Maine Gov. Janet Mills committed an apparent social media blunder on Monday evening, posting images of Portland, Maine’s notorious Marginal Way homeless encampment along side images of Maine lakes and mountains.
“Some local travel these last few weeks,” she wrote from her personal Facebook account, adding a challenge for her followers to identify where those locations were in Maine.
Screen captures of the images circulated quickly among Maine politicos, with many wondering if the images of bedraggled tents on public land wound up in the post accidentally.
But Mills appeared to confirm that she had posted the images on purpose in a comment on the post, telling a follower “yes” when asked whether the tent pictures were from the Marginal Way encampment.

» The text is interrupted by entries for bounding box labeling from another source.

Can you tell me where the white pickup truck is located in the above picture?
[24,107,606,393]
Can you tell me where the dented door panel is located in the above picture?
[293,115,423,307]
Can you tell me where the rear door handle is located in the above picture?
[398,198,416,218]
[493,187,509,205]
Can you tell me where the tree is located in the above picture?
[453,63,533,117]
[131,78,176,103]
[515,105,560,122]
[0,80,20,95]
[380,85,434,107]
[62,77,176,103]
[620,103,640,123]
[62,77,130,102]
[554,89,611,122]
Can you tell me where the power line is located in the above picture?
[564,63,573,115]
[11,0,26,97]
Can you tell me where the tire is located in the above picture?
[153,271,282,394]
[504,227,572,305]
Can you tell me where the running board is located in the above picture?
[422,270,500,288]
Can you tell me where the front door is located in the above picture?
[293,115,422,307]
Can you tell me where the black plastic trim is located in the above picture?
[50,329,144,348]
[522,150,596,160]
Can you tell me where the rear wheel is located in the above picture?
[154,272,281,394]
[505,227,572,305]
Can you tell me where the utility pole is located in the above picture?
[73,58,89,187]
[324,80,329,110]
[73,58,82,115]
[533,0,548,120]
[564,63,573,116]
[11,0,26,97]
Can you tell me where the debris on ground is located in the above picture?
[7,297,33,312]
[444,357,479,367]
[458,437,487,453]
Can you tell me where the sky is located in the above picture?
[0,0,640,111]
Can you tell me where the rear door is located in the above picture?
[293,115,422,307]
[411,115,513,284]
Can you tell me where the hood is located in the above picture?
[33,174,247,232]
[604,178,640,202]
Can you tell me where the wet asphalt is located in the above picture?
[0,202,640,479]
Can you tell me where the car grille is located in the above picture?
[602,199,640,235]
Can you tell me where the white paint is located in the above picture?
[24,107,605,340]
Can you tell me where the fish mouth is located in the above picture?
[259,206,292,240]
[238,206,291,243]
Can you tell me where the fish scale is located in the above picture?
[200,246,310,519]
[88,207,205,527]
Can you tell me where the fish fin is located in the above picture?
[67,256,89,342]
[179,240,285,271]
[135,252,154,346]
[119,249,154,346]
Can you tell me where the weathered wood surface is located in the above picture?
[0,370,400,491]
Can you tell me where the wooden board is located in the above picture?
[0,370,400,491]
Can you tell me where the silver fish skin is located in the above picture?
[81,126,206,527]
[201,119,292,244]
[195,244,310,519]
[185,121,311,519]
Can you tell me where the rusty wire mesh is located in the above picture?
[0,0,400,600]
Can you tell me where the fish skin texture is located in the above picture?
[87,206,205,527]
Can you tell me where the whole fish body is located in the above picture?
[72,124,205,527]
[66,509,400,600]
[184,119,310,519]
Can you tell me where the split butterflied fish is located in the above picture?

The encampment, which has grown considerably in recent weeks, came into existence as the result of deliberate choices by state and local leaders to provide a central location for the unhoused.

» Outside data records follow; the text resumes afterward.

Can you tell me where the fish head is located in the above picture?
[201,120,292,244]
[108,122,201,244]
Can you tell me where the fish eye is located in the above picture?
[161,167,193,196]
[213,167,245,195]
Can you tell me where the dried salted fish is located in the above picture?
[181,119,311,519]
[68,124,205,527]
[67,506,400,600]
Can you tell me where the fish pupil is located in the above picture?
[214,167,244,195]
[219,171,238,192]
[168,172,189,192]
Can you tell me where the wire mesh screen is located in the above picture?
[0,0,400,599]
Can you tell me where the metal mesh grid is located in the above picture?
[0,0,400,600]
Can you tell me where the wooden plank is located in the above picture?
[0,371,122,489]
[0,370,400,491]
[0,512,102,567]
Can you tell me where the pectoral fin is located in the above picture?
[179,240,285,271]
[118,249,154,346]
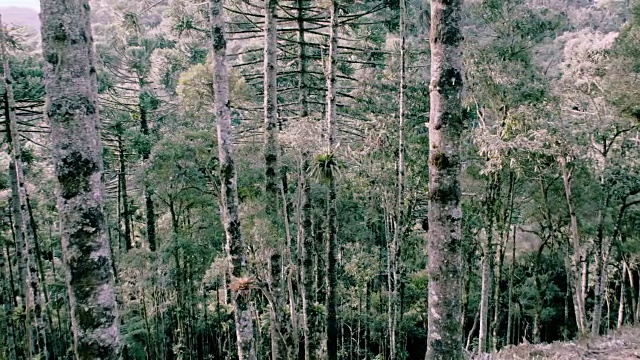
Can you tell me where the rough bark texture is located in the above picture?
[426,0,464,360]
[0,18,47,358]
[40,0,120,359]
[263,0,279,202]
[138,98,157,251]
[388,0,406,360]
[300,152,318,360]
[118,135,133,251]
[209,0,256,360]
[560,159,588,334]
[327,0,339,360]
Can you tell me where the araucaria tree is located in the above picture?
[209,0,256,360]
[41,0,120,359]
[427,0,464,360]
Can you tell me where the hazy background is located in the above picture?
[0,0,40,10]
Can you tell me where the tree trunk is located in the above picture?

The location has become an open air drug market, with residents using heroin in broad daylight, brandishing weapons, and menacing local businesses and their patrons.
Last month in a radio interview, Mills was asked whether she had visited any of the sites and her administration planned to do to address the ongoing humanitarian crisis, especially as Maine winter bears down on the state.

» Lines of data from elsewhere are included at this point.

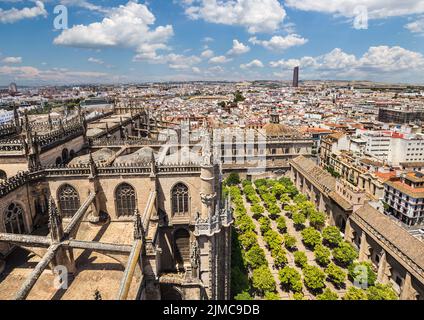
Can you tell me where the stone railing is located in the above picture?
[0,171,44,197]
[0,138,24,152]
[37,124,83,150]
[0,124,17,137]
[90,138,160,147]
[194,206,233,236]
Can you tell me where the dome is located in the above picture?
[69,148,115,165]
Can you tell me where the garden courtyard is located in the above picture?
[224,174,398,300]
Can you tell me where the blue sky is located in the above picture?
[0,0,424,85]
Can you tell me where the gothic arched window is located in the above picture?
[115,183,136,216]
[174,229,190,269]
[0,170,7,180]
[172,183,188,215]
[58,184,80,218]
[4,202,25,234]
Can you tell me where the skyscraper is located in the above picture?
[293,67,299,88]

She responded that she was looking to lawmakers to come up with “creative proposals” to fix the problem.
Mills was asked on camera by WGME whether she would accept the Portland Police Chief’s offer to take her on a tour of the visit the site during her visit to Portland.
“Gotta go,” she responded.
Mills isn’t the first New England pol to publish something embarrassing on social media in the late evening.
Most notably, in 2013, former Massachusetts Sen. Scott Brown replied to a critical journalist “Bqhatevwr“.